Florian Westphal <fw@xxxxxxxxx> · Wed, 30 Jul 2025 18:35:20 +0200

Pablo Neira Ayuso <pablo@xxxxxxxxxxxxx> wrote:
> > Yes, that part works, but we still need to kfree the elements after unlink.
> > 
> > When commit phase does the unlink, the element becomes unreachable from
> > the set.  At this time, the DELSETELEM object keeps a pointer to the
> > unlinked elements, and that allows us to kfree after synchronize_rcu
> > from the worker.  If we don't want DELSETELEM for flush, we need to
> > provide the address to free by other means, e.g. stick a pointer into
> > struct nft_set_ext.
> 
> For the commit phase, I suggest to add a list of dying elements to the
> transaction object. After unlinking the element from the (internal)
> set data structure, add it to this transaction dying list so it
> remains reachable to be released after the rcu grace period.

Thats what I meant by 'stick a pointer into struct nft_set_ext'.
Its awkward but I should be able to get the priv pointer back
by doing the inverse of nft_set_elem_ext().

The cleaner solution would be to turn nft_elem_priv into a
'nft_elem_common', place a hlist_node into that and then
use container_of().  But its too much code churn for my
liking.

So I'll extend each set element with a pointer and
add a removed_elements hlist_head to struct nft_trans_elem.

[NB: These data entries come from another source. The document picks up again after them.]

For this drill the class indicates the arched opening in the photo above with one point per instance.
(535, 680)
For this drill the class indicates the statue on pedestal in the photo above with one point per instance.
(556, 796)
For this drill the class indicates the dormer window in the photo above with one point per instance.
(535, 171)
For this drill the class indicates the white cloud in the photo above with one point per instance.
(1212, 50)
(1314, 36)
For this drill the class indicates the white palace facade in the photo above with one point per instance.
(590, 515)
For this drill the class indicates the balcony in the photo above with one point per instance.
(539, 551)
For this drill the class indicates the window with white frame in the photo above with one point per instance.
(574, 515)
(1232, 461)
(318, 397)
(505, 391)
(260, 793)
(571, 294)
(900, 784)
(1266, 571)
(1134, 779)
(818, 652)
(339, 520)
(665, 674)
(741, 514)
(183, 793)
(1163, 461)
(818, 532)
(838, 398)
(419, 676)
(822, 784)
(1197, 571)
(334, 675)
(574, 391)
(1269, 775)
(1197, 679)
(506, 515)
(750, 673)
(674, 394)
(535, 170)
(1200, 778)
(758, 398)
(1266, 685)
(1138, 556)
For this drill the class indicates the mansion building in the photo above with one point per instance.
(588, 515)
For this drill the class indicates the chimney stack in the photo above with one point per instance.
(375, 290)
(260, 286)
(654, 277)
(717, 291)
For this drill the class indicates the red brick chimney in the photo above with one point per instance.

The transacion id isn't needed I think once that list exist:
it provides the needed info to undo previous operations
without the need to walk the set again.

We can probably even rework struct nft_trans_elem to always use
this pointer, even for inserts, and only use the 

struct nft_trans_one_elem       elems[]

member for elements that we update (no add or removal).
But thats something for a later time.